Advertisement

Thoughts from Dr. Joe: No, you can’t go home again

Share

Corrigan’s bar was on the corner of 237th and White Plains Road in the Bronx. It’s now a Dominican market. The last time I was there, I was 23 and drinking with the Bronx boys. I was shipping out to Vietnam in the morning.

“One more round, Joey boy,” my friend Pete said. We raised our glasses and declared, “Bronx boys forever!”

That was the last time we were together. The war, suicide, drugs, alcoholism and murder took its toll on the old gang. Life in the Bronx was never the same.

Earlier this month, we followed one of our daughters, Sabine, and the La Cañada High School orchestra and band on an amazing journey to New York City. Directors Jason Stone and Kyle Smith, assisted by chaperons, gave the students a remarkable experience.

I wanted to see Manhattan through the eyes of the students, but I was on another mission. I hoped to find some answers. Why do I always feel the magnetic pull of home? Why do I remember each detail of my childhood? For someone who had taken so long to grow up, why can’t I let go of the past?

The LCHS orchestra performed at the Cathedral Church of Saint John the Divine on Amsterdam Avenue in Spanish Harlem. While walking to the cathedral, I peeked down 120th Street, trying to catch a glimpse of myself playing stickball with the boys from the projects in ’63. All I saw was congestion and the faithless masses trying to find a reason for being. We walked past storefronts that once were bars. I remember buying liquor there a few days after the Harlem riots in ’64. There was no sign that I was ever there.

The orchestra shined in Saint John the Divine. It was an amazing experience to watch them play in a national treasure.

The young musicians also played at New York University and participated in a master class there, learning from virtuosos. I went back to my old neighborhood. I should have stayed with the orchestra.

My neighborhood was a slum, a church now stands where my family’s deli was, and Saint Frances of Rome, my elementary school, was closed. My high school, Mount Saint Michael, looked worn and tired. “The House that Ruth Built,” the old Yankee Stadium, was gone. There were no signs of the Bronx boys, pitching pennies against the deli or singing doo-wop in the street.

There are two things you can’t do in life. The first is something I learned in the monsoons of Southeast Asia: You can’t beat water. The second, I learned this month: You can’t go home again. When you go back home, you find it wasn’t home that you missed, but your childhood.

You can’t go back home to your neighborhood, to your family, back to your childhood, back to romantic love, and back home to a young man’s dreams.
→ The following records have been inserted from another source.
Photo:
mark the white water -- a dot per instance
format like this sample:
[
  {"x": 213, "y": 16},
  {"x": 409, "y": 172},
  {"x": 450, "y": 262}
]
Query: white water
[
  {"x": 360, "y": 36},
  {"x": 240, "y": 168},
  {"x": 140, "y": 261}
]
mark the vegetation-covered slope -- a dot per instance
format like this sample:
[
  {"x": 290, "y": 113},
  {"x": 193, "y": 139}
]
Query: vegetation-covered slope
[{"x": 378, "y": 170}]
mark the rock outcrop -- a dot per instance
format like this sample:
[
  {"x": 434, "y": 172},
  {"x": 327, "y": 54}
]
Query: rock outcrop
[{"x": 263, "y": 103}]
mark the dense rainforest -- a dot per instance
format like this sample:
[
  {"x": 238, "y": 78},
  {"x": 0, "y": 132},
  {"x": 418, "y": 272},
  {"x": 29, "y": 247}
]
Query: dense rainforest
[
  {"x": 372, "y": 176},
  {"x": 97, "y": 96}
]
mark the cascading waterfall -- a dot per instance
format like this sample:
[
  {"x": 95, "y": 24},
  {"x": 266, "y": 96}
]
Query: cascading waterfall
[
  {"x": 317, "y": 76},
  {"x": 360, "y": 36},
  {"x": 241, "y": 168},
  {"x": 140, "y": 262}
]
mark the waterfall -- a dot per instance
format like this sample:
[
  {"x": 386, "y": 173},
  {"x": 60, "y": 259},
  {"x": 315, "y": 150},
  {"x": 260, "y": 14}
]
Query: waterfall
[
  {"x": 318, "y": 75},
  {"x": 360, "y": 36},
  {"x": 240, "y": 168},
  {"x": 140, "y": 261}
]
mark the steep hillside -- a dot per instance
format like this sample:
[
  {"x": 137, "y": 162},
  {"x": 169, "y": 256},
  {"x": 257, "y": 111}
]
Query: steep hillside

I was happy to rejoin the LCHS band as it played marvelously on the deck of the USS Intrepid. The Intrepid is now a museum, but she once provided close air support for my Marines in Vietnam.

LCHS was all over Times Square, Little Italy, the lower Eastside, the World Trade Center, the Village, the Empire State Building and the Statue of Liberty. Their leaders, Smith and Stone, had them seeing and experiencing everything possible. On the last day, the orchestra and band performed in the plaza at Lincoln Center. It was euphoric. My buddy Brad Schwartz, another La Cañada dad, remarked, “What a great experience for these kids!”

I had one more stop to make, so I headed to Forlini’s restaurant, on Baxter Street in Little Italy. I hoped to see Kathy Forlini, my first crush. Her brother, Joe, was there.

“Hey Joe! Where’s Kathy?” I asked.

“Joey boy, Kathy died 10 years ago,” he told me.

Peace is the knowledge that everything must change. That evening, I was glad to go home to La Cañada.